“When people opt out of a major purchase like real estate, which involves millions of yuan, they redirect their spending towards other categories – from hundreds of thousands on cars to tens of thousands on furniture, down to thousands on travel and hundreds on clothing,” Chang said. “For Chinese consumer brands, this presents an unexpected opportunity.”
Data released on Thursday by the National Bureau of Statistics show that property investment declined 10.2 per cent year on year in the first seven months of 2024, while retail sales eked out a 2.7 per cent increase last month.
While growth has slowed, “we still see vitality driven by shifts in consumption patterns and the vast potential of overseas markets”, GenBridge’s Chang said.

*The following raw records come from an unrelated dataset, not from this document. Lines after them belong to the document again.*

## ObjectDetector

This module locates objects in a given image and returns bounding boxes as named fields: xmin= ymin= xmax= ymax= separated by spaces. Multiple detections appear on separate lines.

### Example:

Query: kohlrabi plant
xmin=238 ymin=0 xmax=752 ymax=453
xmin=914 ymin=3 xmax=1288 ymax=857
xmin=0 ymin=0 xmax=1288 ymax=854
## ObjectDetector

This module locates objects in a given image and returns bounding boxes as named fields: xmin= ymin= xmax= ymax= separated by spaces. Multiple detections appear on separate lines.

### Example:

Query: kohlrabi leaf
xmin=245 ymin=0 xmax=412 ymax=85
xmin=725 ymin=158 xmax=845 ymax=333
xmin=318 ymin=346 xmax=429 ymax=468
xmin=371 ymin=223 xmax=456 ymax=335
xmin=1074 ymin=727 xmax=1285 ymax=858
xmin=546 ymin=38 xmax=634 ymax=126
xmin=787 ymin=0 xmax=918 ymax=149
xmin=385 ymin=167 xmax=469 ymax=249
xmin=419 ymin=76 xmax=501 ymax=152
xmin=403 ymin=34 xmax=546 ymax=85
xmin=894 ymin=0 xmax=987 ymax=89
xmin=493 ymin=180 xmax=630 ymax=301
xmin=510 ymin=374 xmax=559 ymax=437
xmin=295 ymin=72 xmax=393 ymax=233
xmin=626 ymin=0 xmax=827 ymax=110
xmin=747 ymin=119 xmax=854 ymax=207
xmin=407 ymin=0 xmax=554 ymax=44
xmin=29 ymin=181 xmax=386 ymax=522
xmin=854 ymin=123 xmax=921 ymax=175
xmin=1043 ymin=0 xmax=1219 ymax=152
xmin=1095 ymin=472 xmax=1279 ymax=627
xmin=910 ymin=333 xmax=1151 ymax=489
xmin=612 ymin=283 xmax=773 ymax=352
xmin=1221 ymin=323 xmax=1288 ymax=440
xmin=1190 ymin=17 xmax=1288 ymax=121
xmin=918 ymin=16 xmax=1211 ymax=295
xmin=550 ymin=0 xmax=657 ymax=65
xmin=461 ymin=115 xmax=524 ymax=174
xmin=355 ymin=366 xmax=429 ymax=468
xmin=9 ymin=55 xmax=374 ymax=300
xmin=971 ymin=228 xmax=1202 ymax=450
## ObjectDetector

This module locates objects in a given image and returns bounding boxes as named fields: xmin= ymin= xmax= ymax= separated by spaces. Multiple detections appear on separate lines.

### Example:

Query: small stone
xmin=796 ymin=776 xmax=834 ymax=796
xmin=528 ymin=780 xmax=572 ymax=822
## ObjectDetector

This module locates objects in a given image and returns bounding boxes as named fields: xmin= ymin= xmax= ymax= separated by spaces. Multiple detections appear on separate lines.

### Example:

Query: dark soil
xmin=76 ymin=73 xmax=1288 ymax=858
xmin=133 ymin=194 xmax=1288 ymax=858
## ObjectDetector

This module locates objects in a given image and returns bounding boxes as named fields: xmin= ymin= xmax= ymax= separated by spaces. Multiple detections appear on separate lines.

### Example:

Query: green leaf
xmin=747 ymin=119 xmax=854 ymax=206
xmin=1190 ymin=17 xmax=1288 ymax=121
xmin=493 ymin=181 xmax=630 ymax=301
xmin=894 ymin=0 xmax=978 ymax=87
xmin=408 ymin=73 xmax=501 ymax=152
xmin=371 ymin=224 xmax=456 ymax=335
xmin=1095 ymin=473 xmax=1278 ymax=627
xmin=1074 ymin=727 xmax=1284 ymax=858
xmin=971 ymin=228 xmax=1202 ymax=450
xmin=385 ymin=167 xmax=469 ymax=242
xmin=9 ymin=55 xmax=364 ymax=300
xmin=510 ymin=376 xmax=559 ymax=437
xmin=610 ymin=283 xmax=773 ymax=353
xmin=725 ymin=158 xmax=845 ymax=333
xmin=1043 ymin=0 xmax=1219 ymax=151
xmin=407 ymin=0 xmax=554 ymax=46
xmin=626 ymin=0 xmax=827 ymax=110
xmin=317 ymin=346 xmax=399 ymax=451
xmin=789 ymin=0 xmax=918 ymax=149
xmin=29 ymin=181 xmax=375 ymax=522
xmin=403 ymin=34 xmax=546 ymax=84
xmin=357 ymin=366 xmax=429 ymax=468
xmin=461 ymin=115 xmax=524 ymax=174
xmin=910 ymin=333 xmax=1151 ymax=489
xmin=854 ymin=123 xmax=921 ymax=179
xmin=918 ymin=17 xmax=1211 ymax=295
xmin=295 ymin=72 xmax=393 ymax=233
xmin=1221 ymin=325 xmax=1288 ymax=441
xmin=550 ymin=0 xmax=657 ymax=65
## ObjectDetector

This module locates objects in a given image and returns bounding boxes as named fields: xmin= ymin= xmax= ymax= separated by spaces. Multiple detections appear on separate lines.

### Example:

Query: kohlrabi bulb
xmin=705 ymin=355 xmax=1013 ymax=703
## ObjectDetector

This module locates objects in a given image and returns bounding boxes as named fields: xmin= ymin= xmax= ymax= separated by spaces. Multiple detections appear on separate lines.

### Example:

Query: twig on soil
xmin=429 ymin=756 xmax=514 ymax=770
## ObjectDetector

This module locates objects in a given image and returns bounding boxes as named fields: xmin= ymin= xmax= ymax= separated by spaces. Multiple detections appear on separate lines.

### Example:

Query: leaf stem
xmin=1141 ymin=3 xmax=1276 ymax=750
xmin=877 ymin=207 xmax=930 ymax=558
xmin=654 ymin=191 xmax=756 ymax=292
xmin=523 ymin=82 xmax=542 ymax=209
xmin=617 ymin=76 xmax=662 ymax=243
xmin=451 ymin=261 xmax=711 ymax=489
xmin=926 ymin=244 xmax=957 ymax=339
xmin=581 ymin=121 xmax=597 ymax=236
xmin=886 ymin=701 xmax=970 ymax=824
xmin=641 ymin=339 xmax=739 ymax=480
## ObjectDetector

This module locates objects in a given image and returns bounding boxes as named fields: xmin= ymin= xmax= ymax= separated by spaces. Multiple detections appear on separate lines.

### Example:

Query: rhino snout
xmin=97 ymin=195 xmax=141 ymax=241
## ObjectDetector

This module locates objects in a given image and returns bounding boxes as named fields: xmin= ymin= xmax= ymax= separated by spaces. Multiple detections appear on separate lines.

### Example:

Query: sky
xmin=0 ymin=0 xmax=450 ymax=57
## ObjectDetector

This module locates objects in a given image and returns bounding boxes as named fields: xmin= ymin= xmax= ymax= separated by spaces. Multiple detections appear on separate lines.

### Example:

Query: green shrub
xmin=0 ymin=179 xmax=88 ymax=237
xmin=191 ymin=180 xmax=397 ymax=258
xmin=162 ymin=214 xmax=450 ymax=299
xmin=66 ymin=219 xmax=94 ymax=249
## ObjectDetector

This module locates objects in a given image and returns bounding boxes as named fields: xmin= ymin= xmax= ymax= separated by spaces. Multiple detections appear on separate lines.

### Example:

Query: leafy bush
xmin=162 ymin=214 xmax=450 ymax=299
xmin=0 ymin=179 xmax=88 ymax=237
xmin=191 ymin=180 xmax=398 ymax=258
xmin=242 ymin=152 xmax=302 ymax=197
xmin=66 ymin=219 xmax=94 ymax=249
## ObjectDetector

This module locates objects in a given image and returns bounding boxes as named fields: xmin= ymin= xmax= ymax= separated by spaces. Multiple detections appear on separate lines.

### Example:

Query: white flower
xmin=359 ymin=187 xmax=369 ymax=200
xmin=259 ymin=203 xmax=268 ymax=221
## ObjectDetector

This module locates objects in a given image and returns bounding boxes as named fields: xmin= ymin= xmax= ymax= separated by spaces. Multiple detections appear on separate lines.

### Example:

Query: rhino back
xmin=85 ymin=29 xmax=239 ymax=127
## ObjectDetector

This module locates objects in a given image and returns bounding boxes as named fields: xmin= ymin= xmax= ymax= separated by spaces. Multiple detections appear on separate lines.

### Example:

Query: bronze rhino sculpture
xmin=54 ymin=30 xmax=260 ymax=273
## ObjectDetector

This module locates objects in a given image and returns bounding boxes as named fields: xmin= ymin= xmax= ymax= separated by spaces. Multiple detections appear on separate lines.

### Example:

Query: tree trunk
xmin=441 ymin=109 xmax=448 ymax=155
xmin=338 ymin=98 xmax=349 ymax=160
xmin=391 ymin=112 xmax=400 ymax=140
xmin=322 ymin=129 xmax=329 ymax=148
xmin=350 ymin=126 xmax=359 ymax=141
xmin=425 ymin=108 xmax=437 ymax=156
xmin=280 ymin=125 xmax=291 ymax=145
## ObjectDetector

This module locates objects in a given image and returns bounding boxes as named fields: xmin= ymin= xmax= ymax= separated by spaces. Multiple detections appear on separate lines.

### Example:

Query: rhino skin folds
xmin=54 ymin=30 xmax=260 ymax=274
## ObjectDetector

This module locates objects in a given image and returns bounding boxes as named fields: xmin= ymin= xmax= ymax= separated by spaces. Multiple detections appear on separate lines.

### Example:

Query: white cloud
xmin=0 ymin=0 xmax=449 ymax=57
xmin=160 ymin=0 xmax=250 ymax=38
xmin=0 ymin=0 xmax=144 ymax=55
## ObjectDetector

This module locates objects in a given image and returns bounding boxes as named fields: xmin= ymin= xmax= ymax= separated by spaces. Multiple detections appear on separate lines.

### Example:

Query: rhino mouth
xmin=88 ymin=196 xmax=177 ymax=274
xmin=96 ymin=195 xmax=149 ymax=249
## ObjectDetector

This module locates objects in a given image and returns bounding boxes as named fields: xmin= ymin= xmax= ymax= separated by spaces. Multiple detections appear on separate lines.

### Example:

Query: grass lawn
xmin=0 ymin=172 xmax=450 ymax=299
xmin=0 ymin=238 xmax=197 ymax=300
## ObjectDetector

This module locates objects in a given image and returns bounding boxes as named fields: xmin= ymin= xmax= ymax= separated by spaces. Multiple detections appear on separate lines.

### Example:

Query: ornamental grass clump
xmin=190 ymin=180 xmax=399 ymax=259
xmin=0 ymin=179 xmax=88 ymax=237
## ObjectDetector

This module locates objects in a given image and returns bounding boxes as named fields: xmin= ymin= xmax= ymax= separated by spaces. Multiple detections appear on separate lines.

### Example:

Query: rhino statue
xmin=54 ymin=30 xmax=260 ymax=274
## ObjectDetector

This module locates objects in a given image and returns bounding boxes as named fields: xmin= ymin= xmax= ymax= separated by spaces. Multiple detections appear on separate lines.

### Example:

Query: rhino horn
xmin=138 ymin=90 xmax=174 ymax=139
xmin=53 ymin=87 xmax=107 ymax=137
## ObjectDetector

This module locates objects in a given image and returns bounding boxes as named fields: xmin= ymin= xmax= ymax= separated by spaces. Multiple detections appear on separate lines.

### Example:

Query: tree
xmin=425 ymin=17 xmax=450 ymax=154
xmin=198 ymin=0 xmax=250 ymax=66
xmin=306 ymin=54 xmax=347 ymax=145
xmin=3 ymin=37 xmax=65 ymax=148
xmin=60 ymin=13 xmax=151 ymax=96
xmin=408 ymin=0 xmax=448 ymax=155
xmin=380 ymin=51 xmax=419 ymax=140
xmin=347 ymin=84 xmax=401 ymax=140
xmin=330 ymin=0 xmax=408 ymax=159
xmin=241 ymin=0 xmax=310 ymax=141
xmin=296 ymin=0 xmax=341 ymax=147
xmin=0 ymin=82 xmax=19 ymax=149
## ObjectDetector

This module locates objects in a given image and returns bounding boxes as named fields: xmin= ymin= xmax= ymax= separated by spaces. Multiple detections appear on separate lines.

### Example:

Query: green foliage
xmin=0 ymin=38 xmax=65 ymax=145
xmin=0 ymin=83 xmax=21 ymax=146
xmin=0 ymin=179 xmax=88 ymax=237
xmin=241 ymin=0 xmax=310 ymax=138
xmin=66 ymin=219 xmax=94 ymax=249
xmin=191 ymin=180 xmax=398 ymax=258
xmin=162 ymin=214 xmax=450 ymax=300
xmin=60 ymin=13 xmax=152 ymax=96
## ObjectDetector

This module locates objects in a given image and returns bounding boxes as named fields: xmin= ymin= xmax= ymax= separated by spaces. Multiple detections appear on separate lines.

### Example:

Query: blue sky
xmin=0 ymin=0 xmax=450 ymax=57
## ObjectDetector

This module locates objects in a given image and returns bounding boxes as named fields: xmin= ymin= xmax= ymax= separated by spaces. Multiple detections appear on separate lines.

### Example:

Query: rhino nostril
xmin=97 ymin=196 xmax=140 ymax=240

The VC firm’s portfolio includes hotpot ingredient supermarket chain Guoquan Food, premium rice seller Shiyue Daotian and fresh food chain operator Qiandama. While three of GenBridge’s portfolio companies went public last year, no new listings are anticipated this year.
“Going public was once the most lucrative exit strategy [for investors], offering not just money but valuable resources,” Chang said. “Given the current market climate, alternative methods like equity sales and mergers and acquisitions are becoming more viable, leading to greater efficiency in capital allocation.”
GenBridge is also wrestling with the pressures of fundraising and achieving a return on investment. In the second quarter of last year, the firm closed its second flagship fund at around US$400 million, a smaller amount than what its initial fund raised in 2017.
Chang said it was lucky for the firm to close the fund at that time, securing investments from several Asian industrial companies as limited partners.